Jue. Abr 25th, 2024

Alemania trata de rebajar el alcance de la filtración de audios confidenciales de su ejército sobre la guerra en Ucrania. El Gobierno ha querido presentar como un episodio aislado la divulgación por parte de Rusia de unas conversaciones de altos mandos militares alemanes sobre el hipotético envío a Ucrania de misiles Taurus, que el canciller alemán, Olaf Scholz, rechaza suministrar. “Nuestros sistemas de comunicación no se vieron comprometidos”, ha afirmado este martes el ministro de Defensa, Boris Pistorius, tras las primeras investigaciones. “La razón por la que la llamada telefónica en las filas de las Fuerzas Aéreas alemanas pudo grabarse fue debido a un error individual”, ha indicado sobre la grabación difundida el pasado viernes por la redactora jefa del canal estatal ruso Russia Today, Margarita Simonián, cercana a la élite gobernante de Moscú.

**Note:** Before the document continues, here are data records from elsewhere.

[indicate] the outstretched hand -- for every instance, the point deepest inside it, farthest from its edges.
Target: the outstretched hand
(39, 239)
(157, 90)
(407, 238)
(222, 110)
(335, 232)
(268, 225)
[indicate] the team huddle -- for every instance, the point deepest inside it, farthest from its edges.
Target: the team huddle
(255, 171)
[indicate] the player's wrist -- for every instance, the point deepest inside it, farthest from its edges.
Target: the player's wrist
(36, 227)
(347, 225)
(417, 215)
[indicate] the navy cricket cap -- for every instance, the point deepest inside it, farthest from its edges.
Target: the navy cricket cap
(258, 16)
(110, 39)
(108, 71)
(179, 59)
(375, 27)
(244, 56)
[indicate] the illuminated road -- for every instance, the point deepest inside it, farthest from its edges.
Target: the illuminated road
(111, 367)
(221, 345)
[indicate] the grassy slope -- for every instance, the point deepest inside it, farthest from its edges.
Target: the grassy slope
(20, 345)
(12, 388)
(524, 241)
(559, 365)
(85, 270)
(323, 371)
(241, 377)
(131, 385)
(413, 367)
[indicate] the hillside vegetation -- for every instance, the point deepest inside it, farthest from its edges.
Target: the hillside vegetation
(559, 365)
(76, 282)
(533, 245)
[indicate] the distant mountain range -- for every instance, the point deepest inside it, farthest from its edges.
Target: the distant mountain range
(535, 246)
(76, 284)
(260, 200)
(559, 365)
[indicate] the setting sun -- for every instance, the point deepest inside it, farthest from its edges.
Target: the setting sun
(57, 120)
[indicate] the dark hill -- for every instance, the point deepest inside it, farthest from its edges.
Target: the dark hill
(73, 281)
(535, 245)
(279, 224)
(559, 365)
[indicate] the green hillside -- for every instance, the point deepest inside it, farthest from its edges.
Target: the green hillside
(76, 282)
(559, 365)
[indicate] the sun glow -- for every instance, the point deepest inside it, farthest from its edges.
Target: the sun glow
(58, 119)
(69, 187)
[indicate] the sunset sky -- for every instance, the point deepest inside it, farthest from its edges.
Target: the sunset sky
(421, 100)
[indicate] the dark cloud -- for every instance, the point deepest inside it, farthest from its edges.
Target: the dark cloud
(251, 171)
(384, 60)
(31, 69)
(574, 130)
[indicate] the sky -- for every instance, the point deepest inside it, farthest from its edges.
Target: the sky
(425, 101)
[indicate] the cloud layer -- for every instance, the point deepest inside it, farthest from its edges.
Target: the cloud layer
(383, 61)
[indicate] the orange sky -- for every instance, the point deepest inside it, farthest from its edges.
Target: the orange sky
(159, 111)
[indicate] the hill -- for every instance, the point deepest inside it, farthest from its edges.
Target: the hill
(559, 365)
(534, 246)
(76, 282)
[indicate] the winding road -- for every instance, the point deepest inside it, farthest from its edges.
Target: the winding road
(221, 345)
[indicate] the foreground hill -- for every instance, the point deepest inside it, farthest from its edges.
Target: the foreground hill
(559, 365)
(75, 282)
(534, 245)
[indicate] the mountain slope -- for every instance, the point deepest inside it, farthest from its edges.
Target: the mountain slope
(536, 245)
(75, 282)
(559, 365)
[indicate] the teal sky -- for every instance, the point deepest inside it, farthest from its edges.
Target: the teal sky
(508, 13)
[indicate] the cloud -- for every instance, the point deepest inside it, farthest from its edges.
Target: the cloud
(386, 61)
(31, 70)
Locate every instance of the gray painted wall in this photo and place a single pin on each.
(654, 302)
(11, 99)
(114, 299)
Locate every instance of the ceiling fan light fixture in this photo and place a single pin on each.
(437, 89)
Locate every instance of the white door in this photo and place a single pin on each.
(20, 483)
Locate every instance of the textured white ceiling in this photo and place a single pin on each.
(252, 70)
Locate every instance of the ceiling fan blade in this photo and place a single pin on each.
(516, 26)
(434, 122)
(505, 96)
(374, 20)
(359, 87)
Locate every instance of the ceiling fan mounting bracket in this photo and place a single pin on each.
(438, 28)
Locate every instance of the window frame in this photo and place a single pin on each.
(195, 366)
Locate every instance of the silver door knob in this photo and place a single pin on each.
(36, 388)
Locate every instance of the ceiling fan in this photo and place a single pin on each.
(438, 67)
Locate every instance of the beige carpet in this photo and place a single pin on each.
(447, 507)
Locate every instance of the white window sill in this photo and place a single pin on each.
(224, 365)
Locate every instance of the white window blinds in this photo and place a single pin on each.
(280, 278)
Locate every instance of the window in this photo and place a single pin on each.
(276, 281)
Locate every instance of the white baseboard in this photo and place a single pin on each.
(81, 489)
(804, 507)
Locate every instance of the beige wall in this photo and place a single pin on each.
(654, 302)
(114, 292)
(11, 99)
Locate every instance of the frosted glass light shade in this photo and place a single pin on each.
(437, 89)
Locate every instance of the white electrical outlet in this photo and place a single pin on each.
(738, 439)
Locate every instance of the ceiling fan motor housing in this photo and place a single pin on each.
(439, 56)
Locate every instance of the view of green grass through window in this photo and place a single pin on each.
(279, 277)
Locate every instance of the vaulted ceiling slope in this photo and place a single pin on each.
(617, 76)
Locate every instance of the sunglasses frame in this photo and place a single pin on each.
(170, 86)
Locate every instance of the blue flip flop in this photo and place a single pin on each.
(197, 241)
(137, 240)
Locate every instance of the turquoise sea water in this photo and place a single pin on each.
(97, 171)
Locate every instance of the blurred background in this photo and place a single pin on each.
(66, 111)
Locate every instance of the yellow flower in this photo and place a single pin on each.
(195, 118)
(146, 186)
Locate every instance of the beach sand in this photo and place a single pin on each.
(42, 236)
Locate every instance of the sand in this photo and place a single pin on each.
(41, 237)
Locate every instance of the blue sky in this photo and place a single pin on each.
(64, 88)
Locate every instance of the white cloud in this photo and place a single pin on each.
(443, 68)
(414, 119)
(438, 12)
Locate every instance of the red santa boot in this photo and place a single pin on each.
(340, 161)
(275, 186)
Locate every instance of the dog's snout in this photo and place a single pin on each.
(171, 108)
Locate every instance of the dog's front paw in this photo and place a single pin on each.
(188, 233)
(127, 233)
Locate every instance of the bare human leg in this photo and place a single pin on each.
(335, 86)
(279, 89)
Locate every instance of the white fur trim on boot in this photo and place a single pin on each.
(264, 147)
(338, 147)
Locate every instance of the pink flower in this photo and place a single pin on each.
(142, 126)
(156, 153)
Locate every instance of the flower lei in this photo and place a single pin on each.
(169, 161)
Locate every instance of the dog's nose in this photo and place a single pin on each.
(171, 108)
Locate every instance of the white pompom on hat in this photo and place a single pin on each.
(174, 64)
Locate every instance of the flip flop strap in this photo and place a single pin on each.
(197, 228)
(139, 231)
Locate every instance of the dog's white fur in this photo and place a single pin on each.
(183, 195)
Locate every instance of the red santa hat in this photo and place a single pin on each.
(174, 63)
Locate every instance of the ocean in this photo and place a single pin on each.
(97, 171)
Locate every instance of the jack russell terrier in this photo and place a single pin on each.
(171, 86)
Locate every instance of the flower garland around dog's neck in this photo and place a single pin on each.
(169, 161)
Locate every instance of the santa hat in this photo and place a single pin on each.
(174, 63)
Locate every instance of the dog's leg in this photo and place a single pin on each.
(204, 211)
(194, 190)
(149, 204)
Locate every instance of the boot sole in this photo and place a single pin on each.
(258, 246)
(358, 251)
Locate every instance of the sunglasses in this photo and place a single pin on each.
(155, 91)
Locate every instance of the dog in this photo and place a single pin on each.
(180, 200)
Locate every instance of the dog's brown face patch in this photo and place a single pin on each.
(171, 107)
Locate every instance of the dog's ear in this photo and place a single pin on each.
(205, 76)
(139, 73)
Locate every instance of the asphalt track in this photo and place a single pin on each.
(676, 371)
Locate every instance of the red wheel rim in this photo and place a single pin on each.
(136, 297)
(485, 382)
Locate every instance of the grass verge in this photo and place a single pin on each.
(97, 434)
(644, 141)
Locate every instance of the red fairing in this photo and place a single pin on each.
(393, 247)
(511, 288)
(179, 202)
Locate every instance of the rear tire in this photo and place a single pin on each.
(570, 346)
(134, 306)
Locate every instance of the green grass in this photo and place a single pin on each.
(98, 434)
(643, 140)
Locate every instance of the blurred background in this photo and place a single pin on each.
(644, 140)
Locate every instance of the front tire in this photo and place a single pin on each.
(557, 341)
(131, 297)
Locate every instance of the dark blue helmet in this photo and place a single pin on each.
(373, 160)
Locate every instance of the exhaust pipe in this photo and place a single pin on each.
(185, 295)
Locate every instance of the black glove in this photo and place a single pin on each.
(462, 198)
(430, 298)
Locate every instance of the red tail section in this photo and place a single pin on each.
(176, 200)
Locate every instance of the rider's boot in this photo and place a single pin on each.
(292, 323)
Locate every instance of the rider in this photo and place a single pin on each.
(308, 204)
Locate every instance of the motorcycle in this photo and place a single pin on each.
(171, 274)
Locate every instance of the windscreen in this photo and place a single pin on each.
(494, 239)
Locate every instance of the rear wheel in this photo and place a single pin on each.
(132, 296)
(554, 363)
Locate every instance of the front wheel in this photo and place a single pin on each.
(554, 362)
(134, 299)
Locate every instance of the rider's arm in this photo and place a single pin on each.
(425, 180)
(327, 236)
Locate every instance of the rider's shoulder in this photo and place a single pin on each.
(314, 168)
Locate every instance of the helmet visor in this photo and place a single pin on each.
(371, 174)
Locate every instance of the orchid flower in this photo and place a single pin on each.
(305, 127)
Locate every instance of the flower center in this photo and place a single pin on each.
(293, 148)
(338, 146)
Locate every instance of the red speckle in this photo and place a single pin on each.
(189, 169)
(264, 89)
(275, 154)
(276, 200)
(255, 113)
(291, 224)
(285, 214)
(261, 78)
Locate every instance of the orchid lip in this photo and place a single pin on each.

La intercepción de la conversación en la que se oye a miembros del ejército alemán hablar sobre el posible envío de misiles Taurus a Ucrania y su utilización para atacar el puente de Crimea, la península del país invadidod anexionada de forma ilegal por Rusia en 2014, fue posible gracias a que uno de los participantes, que estaba en esos momentos en un hotel en Singapur, no siguió “el procedimiento de marcación segura” prescrito por las autoridades. “Se conectó a través de una conexión no autorizada, es decir, a través de una conexión abierta”, ha detallado el ministro, que ha insistido también en que los sistemas de comunicación alemanes son seguros “si todos los requisitos se aplican correctamente”. “De eso no hay duda”, ha agregado.

El ministro ha intentado disipar así los temores de algunos países de la OTAN ante la posibilidad de que Alemania tenga un problema estructural de seguridad y de que esta filtración sea solo la punta del iceberg.

La conferencia telefónica se realizó a través de una aplicación que se suele utilizar habitualmente. “Como ya saben, utilizamos Webex para realizar llamadas hasta un cierto nivel de confidencialidad, pero no la plataforma Webex pública, que es accesible a todo el mundo, sino una variante certificada para uso oficial, que es la práctica habitual, con niveles de seguridad adicionales y siempre que la clasificación del contenido permita el uso de esta forma de Webex”, ha explicado.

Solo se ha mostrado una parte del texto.